Bring the water to a boil and stir in the grits. Cook and stir over medium heat until thick, about 5 minutes. Crumble in about half of the bacon and stir in bacon drippings, cream cheese, milk and eggs. Stir till cheese is melted. Season with salt and pepper. Pour into a greased 9×13 inch baking dish and sprinkle Cheddar cheese over the top.

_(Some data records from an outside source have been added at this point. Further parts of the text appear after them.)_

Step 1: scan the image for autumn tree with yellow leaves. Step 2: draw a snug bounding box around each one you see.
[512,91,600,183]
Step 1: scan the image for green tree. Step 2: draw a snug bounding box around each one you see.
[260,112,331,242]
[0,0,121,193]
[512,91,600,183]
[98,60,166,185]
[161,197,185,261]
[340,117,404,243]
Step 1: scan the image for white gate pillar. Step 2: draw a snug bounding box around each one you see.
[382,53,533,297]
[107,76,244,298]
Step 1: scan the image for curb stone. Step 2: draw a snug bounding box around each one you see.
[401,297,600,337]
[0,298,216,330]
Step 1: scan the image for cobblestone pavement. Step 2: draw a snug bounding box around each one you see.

Bake in the preheated oven until the top is browned and grits are set, about 40 minutes.

02.25.10

Grit Spoon Bread

Posted in Southern Specialities at 5:07 pm

This is another terrific Grit recipe. Give it a try and let me know what you think.

Patti’s Grit Spoon Bread:

2 cups milk

1/2 cup grits

1 teaspoon butter

1/2 teaspoon salt

1 egg, well beaten

 

Preheat the oven to 400 degrees.

Bring milk to a boil; add grits gradually, stirring constantly to keep from lumping. Cook until thickened, stirring constantly. Add butter, stir until it melts. Add salt and beaten egg. Pour into well greased 9-inch skillet. Bake in the  oven  for about 20 to 30 minutes or until top is browned and bread rises a bit. It should look a bit like cornbread. Cut into wedges to serve or serve straight from the pan.

02.23.10

My Jalapeno Grits

Posted in Southern Specialities at 4:58 pm

Since most of my family comes from Georgia. I love my grits this is just one dish I have come up with that makes the grits more than a breakfast dish.

 

 

Jalapeno  Cheddar Grit Bread:

2 cups quick-cooking grits

2 1/2 cups grated extra-sharp Cheddar

1 stick unsalted butter

1 tablespoon hot sauce ( I recommend Tabasco Chipotle)

3 large eggs, well beaten

2 jalapeno finely diced

1/4 cup canned chopped green Chiles

Garlic powder

 

Preheat oven to 350 degrees.

Cook the grits according to the directions on the back of the package. Remove from the heat and add next 6 ingredients. Stir well and season with garlic powder, to taste. Pour into a buttered 9-inch baking dish and bake for 1 hour. Let cool slightly before slicing and serving.